Especially during primary school, which is considered the “golden period” for training analytical thinking and learning habits, if children are allowed to spend too much time on these things, their ability to think deeply, do difficult things. And learn by themselves will gradually disappear.

So what should parents do? The most important thing is to  “create a growth mindset” for your child to believe that “I can improve if I try”, not “I’m only good enough. It’s useless to try”.

Praise your child for their efforts, not just the สมัครสมาชิก UFABET วันนี้ รับเครดิตฟรีทุกวัน results. For example, instead of saying, “You got a perfect score of 10,” say, “You worked hard.
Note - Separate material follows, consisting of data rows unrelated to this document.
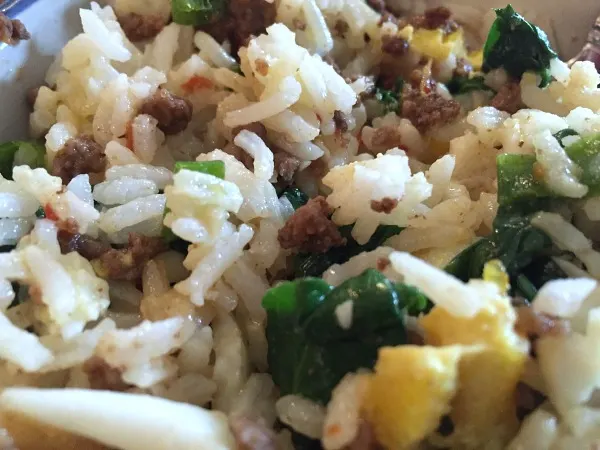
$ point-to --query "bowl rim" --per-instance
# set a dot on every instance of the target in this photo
(13, 7)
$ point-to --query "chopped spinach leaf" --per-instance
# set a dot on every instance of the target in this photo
(563, 134)
(296, 197)
(197, 12)
(586, 154)
(214, 168)
(310, 350)
(391, 99)
(518, 46)
(32, 154)
(463, 84)
(517, 180)
(314, 264)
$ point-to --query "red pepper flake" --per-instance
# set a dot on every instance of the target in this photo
(129, 135)
(50, 213)
(195, 83)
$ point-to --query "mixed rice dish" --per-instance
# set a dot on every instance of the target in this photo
(294, 224)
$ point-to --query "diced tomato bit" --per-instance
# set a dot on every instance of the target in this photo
(195, 83)
(129, 135)
(50, 213)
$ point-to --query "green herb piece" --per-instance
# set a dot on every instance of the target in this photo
(586, 154)
(214, 168)
(515, 242)
(296, 197)
(314, 264)
(310, 351)
(559, 136)
(516, 179)
(463, 84)
(525, 287)
(518, 46)
(12, 153)
(391, 99)
(197, 12)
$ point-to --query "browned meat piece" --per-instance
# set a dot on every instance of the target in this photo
(341, 121)
(508, 98)
(138, 27)
(427, 111)
(532, 325)
(127, 263)
(172, 112)
(439, 17)
(394, 45)
(528, 400)
(286, 165)
(79, 155)
(243, 19)
(387, 137)
(12, 31)
(309, 229)
(85, 245)
(102, 376)
(385, 205)
(251, 435)
(463, 67)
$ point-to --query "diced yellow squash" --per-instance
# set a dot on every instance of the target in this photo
(483, 410)
(409, 392)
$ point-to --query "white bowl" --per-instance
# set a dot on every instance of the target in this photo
(53, 22)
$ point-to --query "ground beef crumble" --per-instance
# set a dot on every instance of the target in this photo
(128, 263)
(286, 165)
(251, 435)
(394, 45)
(138, 27)
(309, 229)
(79, 155)
(532, 325)
(172, 112)
(439, 17)
(427, 111)
(243, 19)
(12, 31)
(386, 205)
(87, 246)
(508, 98)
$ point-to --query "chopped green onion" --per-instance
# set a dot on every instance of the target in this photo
(197, 12)
(14, 153)
(214, 168)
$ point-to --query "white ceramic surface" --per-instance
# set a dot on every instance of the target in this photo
(53, 22)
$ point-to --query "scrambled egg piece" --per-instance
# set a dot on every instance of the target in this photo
(439, 46)
(410, 391)
(483, 410)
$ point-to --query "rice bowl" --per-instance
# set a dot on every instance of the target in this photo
(279, 224)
I see your effort.” Or when your child can’t do something, don’t judge them immediately. But say, “We can’t do it yet, but we’ll find a new way.” Be patient and use words to guide instead of scolding. Because gentle, encouraging words help children’s brains “receive” learning the best.

Don’t wait until your child loses confidence or the fire to learn before you turn around and change.  Your child’s intelligence does not depend solely on genetics. But is shaped every day by the eyes, words, and presence of their parents.  Simply changing our behavior today is like opening a new door for your child’s future… because children are not stupid. They just need love and proper guidance from their parents.